Efficieny is usually calculated as, $\dfrac{\text{InfoFrame Transmit Time}}{\text{TotalTime}}$

Efficiency $=\frac{\text{InfoFrame Transmit Time}}{\text{InfoFrame Transmit Time
+InfoFrame Process Time+2$\times$ Prop Delay+AckFrame Transmit Time+AckFrame Process Time}}$

Reference to calculate efficiency formula:

• http://nptel.ac.in/courses/106106091/pdf/Lecture13_StopAndWaitAnalysis.pdf
• http://spinlab.wpi.edu/courses/ece230x/lec14-15.pdf

From the question it is not very clear wether frame processing time is mentioned about $\text{InfoFrame or AckFrame or Combined}.$ It is also explicitly not mentioned wether to consider Frame Processing time for $\text{ACK}$ or not. Thus, following are the different inferences that could be made from the question -

1. As Size of InfoFrame $(1980-2000 \;\text{Bytes})$ is very large as compared to AckFrame $(20\;\text{Bytes})$ one could assume the given processing time is for InfoFrame and processing time for $\text{AckFrame}$ is neglible. The processing time does depend on size of frame for various parameters one of them is checksum calculation.
   Check the below reference for more details -
    http://rp-www.cs.usyd.edu.au/~suparerk/Research/Doc/Stop-and-Wait_Simulation.pdf
2. It is also mentioned in the question that there are no trasmission errors. One can also think as an hint that since frames are successfully transmitted there is no need for $\text{ACK}$ processing at sender Side
3. Considering frame processing time given is combined both $\text{ACK+Info Frame}$
4. Considering frame processing time individually and which is the Ans in Official key ( 86.5 - 87.5 ) 

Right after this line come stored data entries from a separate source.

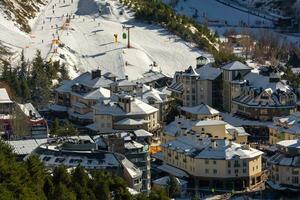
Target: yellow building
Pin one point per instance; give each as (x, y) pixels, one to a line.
(215, 164)
(285, 166)
(200, 112)
(124, 112)
(216, 129)
(284, 128)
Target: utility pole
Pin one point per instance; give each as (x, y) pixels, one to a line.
(128, 34)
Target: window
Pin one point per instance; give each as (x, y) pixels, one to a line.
(236, 163)
(229, 163)
(295, 180)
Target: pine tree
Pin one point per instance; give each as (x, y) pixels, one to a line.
(174, 189)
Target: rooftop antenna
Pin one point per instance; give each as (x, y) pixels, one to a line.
(128, 33)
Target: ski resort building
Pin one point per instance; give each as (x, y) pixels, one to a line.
(155, 98)
(285, 166)
(75, 98)
(284, 128)
(124, 112)
(218, 165)
(215, 129)
(256, 96)
(200, 112)
(195, 86)
(82, 151)
(133, 148)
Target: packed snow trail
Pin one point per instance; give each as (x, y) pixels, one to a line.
(88, 42)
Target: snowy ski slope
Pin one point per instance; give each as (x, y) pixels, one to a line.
(89, 41)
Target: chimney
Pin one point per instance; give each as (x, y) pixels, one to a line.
(230, 143)
(213, 144)
(96, 73)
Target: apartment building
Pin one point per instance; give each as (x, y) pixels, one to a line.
(135, 149)
(233, 73)
(285, 166)
(79, 151)
(124, 112)
(258, 96)
(195, 86)
(221, 165)
(156, 98)
(284, 128)
(200, 112)
(215, 129)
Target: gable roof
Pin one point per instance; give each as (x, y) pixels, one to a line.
(207, 72)
(202, 109)
(236, 65)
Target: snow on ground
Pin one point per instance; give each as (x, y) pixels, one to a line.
(88, 41)
(214, 11)
(215, 14)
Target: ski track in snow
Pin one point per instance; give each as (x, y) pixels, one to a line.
(89, 46)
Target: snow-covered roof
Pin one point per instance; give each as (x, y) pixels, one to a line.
(25, 147)
(289, 124)
(159, 155)
(150, 76)
(285, 159)
(149, 93)
(209, 149)
(87, 116)
(239, 121)
(208, 72)
(290, 143)
(125, 82)
(201, 109)
(4, 98)
(236, 65)
(165, 181)
(173, 170)
(259, 81)
(177, 125)
(97, 94)
(190, 72)
(86, 80)
(26, 108)
(59, 108)
(128, 121)
(142, 133)
(133, 145)
(210, 123)
(111, 107)
(132, 170)
(239, 130)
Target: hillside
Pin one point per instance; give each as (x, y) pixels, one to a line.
(20, 11)
(87, 42)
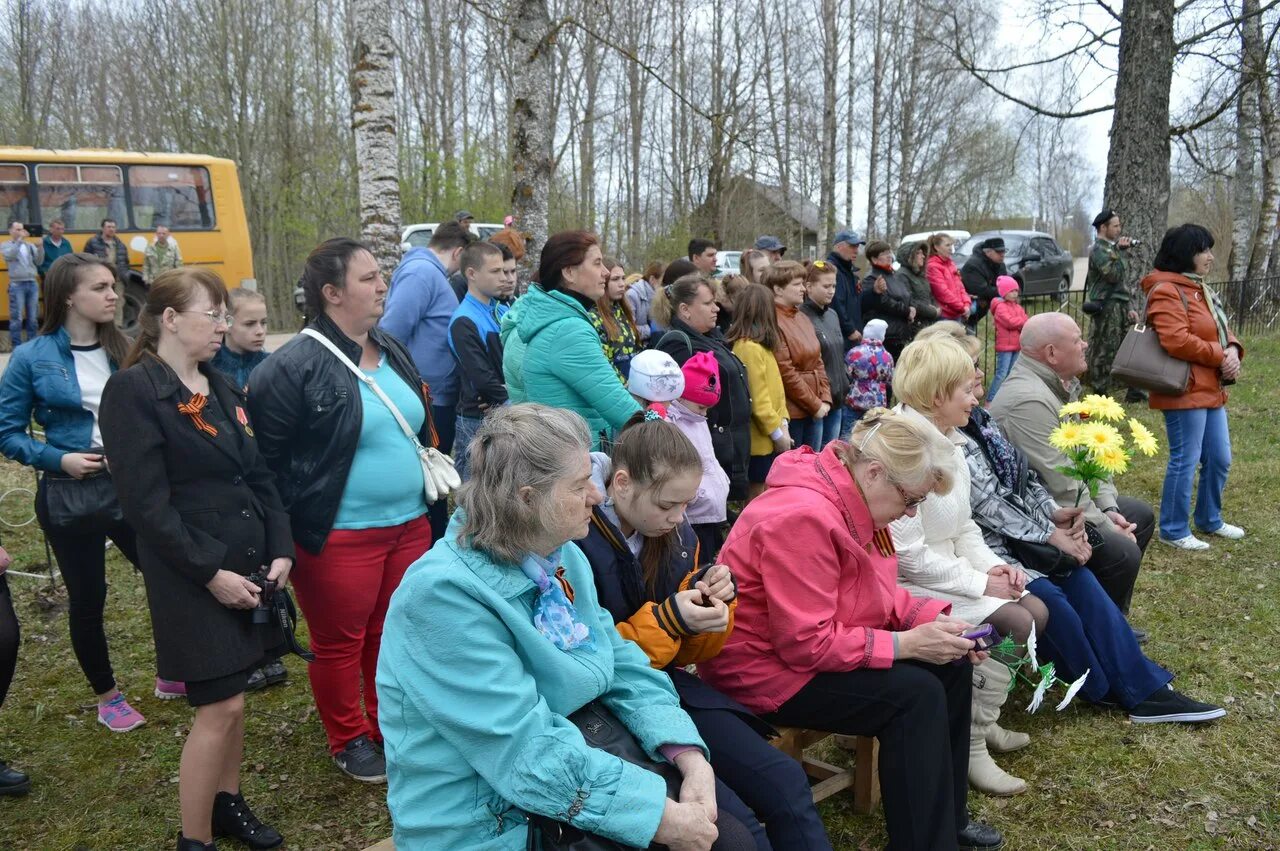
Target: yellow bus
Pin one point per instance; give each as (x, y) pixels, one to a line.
(197, 197)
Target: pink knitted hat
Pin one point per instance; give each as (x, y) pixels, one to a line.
(702, 379)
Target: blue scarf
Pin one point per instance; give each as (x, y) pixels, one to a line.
(554, 614)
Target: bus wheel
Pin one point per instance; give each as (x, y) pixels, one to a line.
(135, 300)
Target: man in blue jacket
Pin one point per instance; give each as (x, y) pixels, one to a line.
(475, 344)
(848, 302)
(417, 312)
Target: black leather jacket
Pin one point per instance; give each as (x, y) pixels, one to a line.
(305, 405)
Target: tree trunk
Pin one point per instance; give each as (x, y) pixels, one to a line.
(827, 173)
(533, 122)
(1137, 183)
(850, 88)
(873, 163)
(373, 106)
(1260, 256)
(1244, 181)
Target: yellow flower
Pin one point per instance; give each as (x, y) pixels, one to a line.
(1068, 435)
(1142, 438)
(1111, 458)
(1100, 435)
(1104, 407)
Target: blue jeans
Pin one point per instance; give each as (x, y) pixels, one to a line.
(23, 302)
(464, 430)
(1087, 632)
(1004, 362)
(818, 433)
(1197, 437)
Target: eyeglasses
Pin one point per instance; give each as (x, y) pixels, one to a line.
(909, 502)
(214, 316)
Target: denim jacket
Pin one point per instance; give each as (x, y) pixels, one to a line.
(41, 380)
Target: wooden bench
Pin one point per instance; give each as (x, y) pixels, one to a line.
(830, 779)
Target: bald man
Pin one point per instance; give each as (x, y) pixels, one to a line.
(1043, 379)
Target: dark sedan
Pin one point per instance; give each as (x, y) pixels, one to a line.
(1034, 259)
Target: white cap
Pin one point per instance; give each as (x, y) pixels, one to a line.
(656, 376)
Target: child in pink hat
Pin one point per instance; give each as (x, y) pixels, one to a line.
(1010, 316)
(708, 511)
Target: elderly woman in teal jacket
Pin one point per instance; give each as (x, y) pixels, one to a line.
(560, 361)
(487, 652)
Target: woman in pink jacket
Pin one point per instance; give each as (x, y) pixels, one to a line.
(944, 278)
(826, 639)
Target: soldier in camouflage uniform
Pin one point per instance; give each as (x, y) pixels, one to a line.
(1106, 284)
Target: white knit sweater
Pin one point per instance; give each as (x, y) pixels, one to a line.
(941, 552)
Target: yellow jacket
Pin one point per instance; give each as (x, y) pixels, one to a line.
(768, 398)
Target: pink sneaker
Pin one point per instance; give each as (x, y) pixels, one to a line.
(118, 715)
(170, 689)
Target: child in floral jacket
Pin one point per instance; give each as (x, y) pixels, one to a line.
(871, 370)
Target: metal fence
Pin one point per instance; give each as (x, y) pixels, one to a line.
(1252, 309)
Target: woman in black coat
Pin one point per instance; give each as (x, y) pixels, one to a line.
(191, 481)
(688, 309)
(888, 297)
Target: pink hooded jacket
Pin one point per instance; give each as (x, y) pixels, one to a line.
(947, 288)
(817, 585)
(1009, 318)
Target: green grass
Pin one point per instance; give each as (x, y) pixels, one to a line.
(1096, 781)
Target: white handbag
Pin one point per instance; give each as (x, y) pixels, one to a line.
(439, 477)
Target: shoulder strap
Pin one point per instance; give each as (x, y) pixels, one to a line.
(368, 380)
(1180, 294)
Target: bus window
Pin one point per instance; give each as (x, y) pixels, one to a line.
(177, 196)
(82, 195)
(14, 193)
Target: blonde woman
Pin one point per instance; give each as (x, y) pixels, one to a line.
(942, 552)
(824, 639)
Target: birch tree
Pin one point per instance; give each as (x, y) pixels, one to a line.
(373, 110)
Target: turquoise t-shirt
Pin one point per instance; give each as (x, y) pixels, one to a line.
(384, 486)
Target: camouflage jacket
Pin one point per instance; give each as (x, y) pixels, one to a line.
(1109, 270)
(159, 259)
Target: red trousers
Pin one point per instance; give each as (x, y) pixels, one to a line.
(344, 593)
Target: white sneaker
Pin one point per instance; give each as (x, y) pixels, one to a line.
(1226, 530)
(1189, 543)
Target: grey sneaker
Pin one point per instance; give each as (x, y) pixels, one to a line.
(360, 760)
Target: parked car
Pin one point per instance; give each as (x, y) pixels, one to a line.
(727, 262)
(1034, 259)
(416, 236)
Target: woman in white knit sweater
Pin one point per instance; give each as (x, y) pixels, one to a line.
(941, 552)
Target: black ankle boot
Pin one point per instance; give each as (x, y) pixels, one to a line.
(195, 845)
(233, 818)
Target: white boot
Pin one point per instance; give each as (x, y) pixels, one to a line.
(1000, 740)
(988, 696)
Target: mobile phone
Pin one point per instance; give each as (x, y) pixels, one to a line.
(983, 636)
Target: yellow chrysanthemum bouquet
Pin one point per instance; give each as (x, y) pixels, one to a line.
(1091, 437)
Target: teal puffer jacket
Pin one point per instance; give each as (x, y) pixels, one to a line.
(562, 364)
(476, 730)
(513, 353)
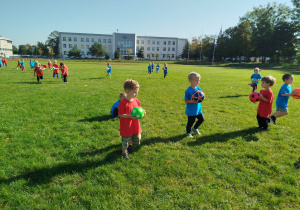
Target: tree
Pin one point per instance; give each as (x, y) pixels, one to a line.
(96, 50)
(53, 42)
(140, 53)
(117, 55)
(156, 55)
(74, 52)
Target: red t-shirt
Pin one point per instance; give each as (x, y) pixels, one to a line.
(128, 126)
(38, 72)
(64, 71)
(265, 109)
(56, 70)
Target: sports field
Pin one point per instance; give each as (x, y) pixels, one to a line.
(60, 149)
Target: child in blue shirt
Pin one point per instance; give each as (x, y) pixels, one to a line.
(193, 108)
(255, 78)
(149, 68)
(115, 108)
(283, 97)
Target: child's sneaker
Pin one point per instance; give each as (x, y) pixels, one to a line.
(273, 120)
(189, 135)
(196, 131)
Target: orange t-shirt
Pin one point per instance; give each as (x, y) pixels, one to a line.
(128, 126)
(38, 72)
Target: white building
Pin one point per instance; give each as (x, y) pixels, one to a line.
(166, 47)
(5, 47)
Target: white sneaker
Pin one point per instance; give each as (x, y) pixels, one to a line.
(196, 131)
(189, 135)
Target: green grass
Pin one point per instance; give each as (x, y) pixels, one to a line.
(59, 147)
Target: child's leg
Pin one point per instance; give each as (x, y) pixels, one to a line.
(200, 120)
(191, 120)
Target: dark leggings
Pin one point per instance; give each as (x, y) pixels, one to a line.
(191, 120)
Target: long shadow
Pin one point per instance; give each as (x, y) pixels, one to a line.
(247, 134)
(98, 118)
(236, 96)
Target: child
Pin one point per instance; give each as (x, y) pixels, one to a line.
(193, 108)
(149, 68)
(23, 65)
(255, 78)
(109, 70)
(264, 108)
(49, 64)
(64, 71)
(115, 108)
(56, 69)
(165, 70)
(130, 129)
(38, 70)
(283, 97)
(157, 67)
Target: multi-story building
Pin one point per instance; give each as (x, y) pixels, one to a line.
(164, 47)
(5, 47)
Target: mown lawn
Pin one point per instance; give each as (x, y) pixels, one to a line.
(61, 149)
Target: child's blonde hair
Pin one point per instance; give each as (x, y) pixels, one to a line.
(193, 75)
(269, 79)
(130, 84)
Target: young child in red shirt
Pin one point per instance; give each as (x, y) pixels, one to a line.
(130, 129)
(264, 109)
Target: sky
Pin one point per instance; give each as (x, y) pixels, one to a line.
(31, 21)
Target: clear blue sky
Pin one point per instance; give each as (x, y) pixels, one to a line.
(30, 21)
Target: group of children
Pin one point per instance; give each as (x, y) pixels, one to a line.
(3, 62)
(151, 68)
(264, 110)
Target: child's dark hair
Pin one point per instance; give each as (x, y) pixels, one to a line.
(130, 84)
(286, 76)
(269, 80)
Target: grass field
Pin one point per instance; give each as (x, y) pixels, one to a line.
(60, 149)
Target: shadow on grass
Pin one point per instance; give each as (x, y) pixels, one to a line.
(98, 118)
(236, 96)
(248, 134)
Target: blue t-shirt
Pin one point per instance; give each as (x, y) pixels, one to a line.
(116, 105)
(282, 101)
(109, 71)
(255, 76)
(166, 70)
(192, 109)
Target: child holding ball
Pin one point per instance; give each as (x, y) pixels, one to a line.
(283, 97)
(265, 105)
(193, 108)
(255, 78)
(130, 129)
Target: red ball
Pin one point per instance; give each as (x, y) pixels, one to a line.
(298, 95)
(254, 97)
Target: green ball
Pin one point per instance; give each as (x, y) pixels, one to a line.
(138, 112)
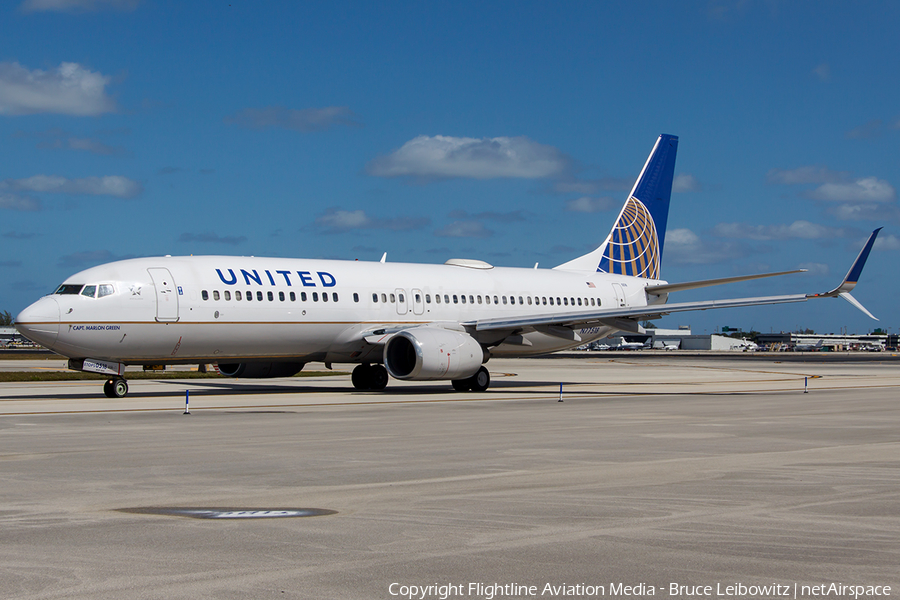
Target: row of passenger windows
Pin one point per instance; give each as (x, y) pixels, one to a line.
(260, 297)
(385, 297)
(472, 299)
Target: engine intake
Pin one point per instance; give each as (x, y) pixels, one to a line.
(259, 370)
(430, 353)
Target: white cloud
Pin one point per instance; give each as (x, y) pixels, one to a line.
(336, 220)
(815, 268)
(112, 185)
(865, 211)
(886, 242)
(685, 183)
(306, 120)
(472, 229)
(442, 157)
(797, 230)
(684, 247)
(866, 189)
(808, 174)
(212, 238)
(77, 5)
(21, 202)
(587, 204)
(69, 89)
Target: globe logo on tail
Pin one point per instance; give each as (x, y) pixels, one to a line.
(633, 247)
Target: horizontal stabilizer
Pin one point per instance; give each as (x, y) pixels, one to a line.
(692, 285)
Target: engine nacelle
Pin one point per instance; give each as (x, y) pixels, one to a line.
(259, 370)
(428, 353)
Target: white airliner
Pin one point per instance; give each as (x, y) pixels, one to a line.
(268, 317)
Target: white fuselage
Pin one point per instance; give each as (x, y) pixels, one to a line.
(220, 308)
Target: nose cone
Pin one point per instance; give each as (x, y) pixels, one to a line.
(40, 321)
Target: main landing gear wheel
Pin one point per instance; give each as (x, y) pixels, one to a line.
(478, 382)
(372, 378)
(115, 388)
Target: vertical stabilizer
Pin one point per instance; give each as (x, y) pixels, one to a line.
(635, 244)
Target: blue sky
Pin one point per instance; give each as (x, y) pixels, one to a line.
(505, 131)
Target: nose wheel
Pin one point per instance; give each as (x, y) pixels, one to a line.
(115, 388)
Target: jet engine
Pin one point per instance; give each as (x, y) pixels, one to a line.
(259, 370)
(428, 353)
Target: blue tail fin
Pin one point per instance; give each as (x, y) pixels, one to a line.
(635, 244)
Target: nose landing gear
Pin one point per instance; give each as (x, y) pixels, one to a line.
(115, 388)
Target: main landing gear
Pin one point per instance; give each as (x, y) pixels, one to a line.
(476, 383)
(115, 388)
(372, 378)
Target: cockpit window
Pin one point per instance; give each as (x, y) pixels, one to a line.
(69, 288)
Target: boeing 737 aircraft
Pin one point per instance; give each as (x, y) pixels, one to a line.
(268, 317)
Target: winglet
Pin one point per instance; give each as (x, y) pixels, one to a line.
(852, 277)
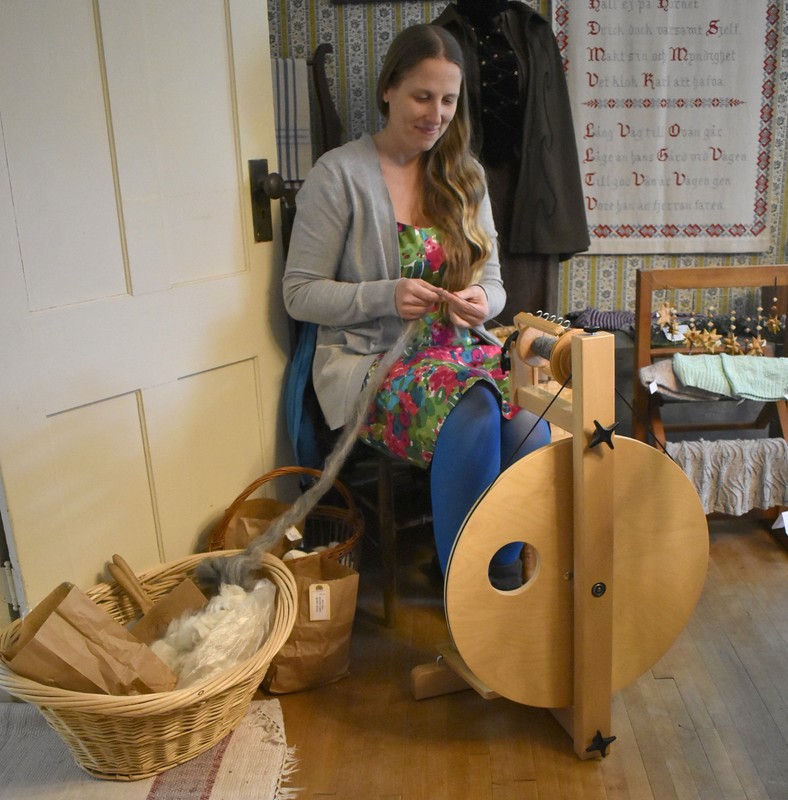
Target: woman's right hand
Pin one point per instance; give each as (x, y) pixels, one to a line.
(415, 297)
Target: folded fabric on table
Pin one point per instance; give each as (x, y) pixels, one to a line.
(703, 372)
(756, 378)
(733, 476)
(661, 374)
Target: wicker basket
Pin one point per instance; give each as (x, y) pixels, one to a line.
(130, 738)
(339, 529)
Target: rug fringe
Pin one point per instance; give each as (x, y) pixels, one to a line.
(289, 768)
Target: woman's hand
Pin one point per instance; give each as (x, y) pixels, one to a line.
(415, 297)
(468, 307)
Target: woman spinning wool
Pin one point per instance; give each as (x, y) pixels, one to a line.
(397, 227)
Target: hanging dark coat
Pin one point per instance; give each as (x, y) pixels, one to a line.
(548, 214)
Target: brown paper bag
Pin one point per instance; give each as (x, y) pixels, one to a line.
(252, 519)
(318, 650)
(70, 642)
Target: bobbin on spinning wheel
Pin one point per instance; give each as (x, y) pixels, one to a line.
(621, 549)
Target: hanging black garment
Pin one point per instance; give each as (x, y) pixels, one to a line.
(548, 212)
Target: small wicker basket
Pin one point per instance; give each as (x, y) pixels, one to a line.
(126, 738)
(338, 529)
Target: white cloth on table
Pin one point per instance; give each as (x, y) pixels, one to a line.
(733, 476)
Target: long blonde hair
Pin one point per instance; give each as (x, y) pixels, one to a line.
(453, 180)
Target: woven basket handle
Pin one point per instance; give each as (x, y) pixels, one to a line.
(216, 541)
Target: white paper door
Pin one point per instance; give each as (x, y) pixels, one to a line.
(142, 335)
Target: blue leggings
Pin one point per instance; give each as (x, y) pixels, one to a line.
(474, 444)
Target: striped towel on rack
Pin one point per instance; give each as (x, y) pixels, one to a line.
(293, 121)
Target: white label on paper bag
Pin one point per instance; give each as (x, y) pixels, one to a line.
(319, 601)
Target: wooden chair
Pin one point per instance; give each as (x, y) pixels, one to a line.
(647, 423)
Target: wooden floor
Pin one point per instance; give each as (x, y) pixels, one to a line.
(709, 721)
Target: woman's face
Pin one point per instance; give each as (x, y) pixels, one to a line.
(423, 104)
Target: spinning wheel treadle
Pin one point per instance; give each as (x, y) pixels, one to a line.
(520, 643)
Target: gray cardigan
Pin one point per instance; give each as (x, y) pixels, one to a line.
(342, 269)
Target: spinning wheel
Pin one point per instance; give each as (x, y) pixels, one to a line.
(520, 643)
(621, 546)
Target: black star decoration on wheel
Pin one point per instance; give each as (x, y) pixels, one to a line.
(602, 434)
(600, 743)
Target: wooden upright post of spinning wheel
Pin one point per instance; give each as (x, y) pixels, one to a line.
(620, 543)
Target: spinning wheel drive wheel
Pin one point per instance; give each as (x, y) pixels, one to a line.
(520, 643)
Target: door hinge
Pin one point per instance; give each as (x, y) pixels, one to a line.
(7, 586)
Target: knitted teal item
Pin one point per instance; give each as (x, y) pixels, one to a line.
(703, 372)
(757, 378)
(748, 377)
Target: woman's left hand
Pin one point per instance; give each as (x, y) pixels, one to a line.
(468, 307)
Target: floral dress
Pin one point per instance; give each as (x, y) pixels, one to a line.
(441, 363)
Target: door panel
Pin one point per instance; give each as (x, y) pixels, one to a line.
(59, 153)
(142, 335)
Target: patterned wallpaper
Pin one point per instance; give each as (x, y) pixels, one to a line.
(360, 34)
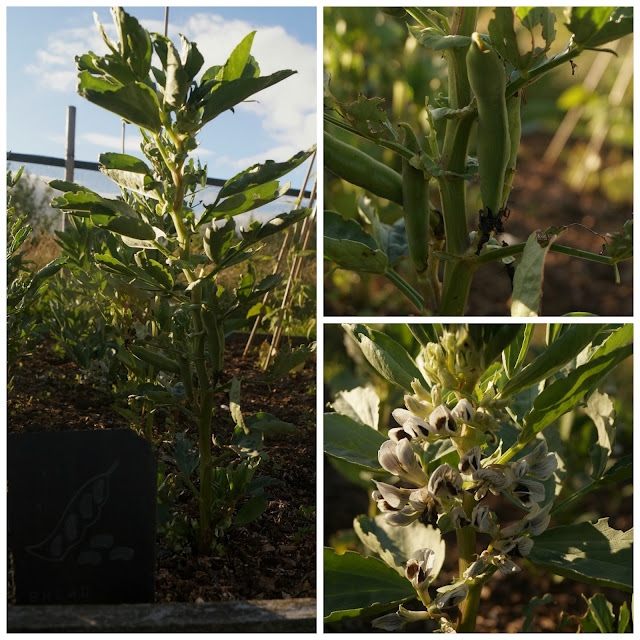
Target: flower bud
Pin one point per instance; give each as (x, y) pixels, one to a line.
(470, 461)
(420, 391)
(507, 567)
(528, 491)
(419, 570)
(445, 482)
(463, 411)
(419, 408)
(442, 422)
(452, 595)
(399, 459)
(482, 519)
(458, 518)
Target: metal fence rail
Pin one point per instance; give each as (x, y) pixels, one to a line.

The below answers could be due to cases $1,2,3 -$
No. of Bytes in the Information frame  $= 1980\;\text{Bytes}$
(Not very clear from question whether it implies total bytes or data bytes )

No of OverHead Bytes $=20\; \text{Bytes}$

Assuming they have explicitly mentioned Overhead bytes -

Total Frame Size $=\text{No of Bytes in the Information frame + No of OverHead Bytes = 2000 B}$

InfoTransmission Time $=\dfrac{\text{InfoFrame Size}}{\text{Bandwidth}}$

$=\dfrac{2000\times 8}{1\times 10^6} = 16\;\text{ms}$

AckTransmissionTime $=\dfrac{20 \times 8}{1 \times 10^6}=0.16\;\text{ms}$

Efficiency $=\dfrac{16}{16+ 2\times 0.75 + 0.25 + 0.16}$

                 $=89.34\%$  ( After round-off )

Assuming bytes in information includes Overhead bytes -

InfoFrameTranmission Time $=15.84$

Efficiency = 89.23 % 

Range could be 87.5 - 89.34

Reference to the similar questions:

• https://gateoverflow.in/43981/isro-2013-41
• https://gateoverflow.in/39696/gate-2016-1-55

More Efficiency Concept Reference:

• http://nptel.ac.in/courses/Webcourse-contents/IIT%20Kharagpur/Computer%20networks/pdf/M3L3.pdf

Comments

what was the answer in the official key?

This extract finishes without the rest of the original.